Ted Berrigan | |
---|---|
Born | Edmund Joseph Michael Berrigan, Jr. November 15, 1934 Providence, Rhode Island |
Died | July 4, 1983 | (aged 48)
Resting place | Calverton National, Long Island, New York |
Occupation | Poet |
Language | English |
Alma mater | University of Tulsa |
Period | 20th century |
Literary movement | Beat, New York School |
Notable awards | National Endowment for the Arts fellowship 1979 |
Years active | 1960-1983 |
Spouse | Alice Notley |
Children | Anselm Berrigan, Edmund Berrigan |
Ted Berrigan (November 15, 1934 – July 4, 1983) was an American poet.
Berrigan was born in Providence, Rhode Island to an Irish Catholic family. He left college after one year to join the U. S. Army. He served from 1954 to 1957. He got his BA (1959) and his MA (1962) from the University of Tulsa. He gave his diploma back to the university because, he said, he was "a master of no art."[1][2]
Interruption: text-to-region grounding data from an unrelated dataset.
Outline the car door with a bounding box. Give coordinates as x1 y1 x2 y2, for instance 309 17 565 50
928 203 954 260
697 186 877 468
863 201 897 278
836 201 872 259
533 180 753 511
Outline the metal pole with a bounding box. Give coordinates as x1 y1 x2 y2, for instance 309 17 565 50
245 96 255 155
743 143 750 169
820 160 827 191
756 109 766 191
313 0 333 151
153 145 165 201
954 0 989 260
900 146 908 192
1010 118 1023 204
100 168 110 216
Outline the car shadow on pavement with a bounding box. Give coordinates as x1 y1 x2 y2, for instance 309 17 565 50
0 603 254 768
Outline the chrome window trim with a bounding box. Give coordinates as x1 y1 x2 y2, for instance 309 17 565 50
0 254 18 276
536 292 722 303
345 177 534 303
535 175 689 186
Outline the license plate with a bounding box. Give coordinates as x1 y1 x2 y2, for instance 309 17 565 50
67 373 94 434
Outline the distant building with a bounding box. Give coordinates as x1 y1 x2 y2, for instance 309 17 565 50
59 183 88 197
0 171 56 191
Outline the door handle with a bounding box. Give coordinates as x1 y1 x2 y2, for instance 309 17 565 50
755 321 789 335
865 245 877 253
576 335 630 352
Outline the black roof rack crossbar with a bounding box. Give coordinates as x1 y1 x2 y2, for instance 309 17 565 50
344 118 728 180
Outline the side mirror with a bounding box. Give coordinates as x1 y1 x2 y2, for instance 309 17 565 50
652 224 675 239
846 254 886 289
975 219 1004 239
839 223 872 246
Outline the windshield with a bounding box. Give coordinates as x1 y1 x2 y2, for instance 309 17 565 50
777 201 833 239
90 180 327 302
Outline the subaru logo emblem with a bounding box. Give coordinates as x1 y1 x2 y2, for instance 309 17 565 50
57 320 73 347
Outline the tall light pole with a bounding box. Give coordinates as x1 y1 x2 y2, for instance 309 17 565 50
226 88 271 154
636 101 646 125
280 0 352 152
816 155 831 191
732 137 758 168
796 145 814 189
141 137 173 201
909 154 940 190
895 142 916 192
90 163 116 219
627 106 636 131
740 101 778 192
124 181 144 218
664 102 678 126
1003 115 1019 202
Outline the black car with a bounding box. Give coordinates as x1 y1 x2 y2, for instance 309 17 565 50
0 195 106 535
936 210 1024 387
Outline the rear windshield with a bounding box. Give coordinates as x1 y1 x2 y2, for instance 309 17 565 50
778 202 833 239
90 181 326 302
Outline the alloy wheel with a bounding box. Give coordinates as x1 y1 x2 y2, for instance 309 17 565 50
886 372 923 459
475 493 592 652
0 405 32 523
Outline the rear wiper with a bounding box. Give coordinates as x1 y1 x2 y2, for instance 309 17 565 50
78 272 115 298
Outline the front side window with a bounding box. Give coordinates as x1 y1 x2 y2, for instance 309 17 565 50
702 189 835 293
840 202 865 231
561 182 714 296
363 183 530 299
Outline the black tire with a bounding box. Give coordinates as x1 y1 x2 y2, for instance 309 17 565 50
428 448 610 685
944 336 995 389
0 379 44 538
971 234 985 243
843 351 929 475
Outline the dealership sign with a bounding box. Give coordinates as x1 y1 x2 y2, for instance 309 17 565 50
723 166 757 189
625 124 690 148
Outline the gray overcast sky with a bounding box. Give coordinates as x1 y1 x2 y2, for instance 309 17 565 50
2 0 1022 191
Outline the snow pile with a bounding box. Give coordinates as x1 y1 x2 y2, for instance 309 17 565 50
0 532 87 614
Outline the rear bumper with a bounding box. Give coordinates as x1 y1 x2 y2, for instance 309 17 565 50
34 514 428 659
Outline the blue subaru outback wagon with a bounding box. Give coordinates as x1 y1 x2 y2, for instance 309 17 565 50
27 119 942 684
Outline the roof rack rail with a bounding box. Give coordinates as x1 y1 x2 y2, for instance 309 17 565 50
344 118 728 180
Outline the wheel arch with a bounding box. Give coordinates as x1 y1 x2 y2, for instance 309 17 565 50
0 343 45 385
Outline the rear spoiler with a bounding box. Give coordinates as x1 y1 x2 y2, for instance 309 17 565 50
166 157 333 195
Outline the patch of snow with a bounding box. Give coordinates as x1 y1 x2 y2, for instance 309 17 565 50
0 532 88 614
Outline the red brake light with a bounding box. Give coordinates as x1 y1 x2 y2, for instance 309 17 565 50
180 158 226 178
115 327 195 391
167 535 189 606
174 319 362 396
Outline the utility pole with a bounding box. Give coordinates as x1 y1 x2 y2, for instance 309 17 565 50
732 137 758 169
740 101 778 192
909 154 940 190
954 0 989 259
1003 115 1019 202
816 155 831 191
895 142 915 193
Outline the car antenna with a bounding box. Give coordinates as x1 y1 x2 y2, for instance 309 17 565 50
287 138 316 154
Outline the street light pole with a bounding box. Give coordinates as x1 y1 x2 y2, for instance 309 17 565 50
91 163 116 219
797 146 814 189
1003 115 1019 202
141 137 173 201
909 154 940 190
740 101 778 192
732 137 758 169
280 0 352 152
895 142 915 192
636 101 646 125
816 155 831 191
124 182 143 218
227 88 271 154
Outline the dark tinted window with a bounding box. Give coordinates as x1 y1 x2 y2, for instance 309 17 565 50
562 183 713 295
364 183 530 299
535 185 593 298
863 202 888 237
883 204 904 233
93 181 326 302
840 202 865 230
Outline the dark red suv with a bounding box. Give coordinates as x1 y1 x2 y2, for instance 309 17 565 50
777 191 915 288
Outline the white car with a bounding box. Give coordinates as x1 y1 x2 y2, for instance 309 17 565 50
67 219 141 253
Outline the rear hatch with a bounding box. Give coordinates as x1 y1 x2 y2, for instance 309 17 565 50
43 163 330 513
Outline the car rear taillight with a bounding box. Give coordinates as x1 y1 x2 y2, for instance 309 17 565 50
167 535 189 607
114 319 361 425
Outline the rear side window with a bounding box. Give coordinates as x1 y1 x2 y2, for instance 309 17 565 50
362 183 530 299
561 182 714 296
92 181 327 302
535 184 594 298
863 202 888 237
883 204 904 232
He moved to New York in the early 1960s. He was an important part of the second generation of what is called the New York School of poets. which included Anselm Hollo, Ron Padgett, Anne Waldman, Clark Coolidge and Jim Carroll. He was married to the poet Alice Notley. They were parents to the poets Anselm and Edmund Berrigan.[1][2]
Berrigan taught at the St. Mark’s Poetry Project in New York. He was writer-in-residence / visiting poet at the Iowa Writers’ Workshop. He also taught at the University of Michigan at Ann Arbor, Yale University, the State University of New York at Buffalo, University of Essex in England, Northeastern Illinois University, and the Naropa Institute.[3]
After a long illness connected to hepatitis and liver damage, Berrigan died in 1983.[1]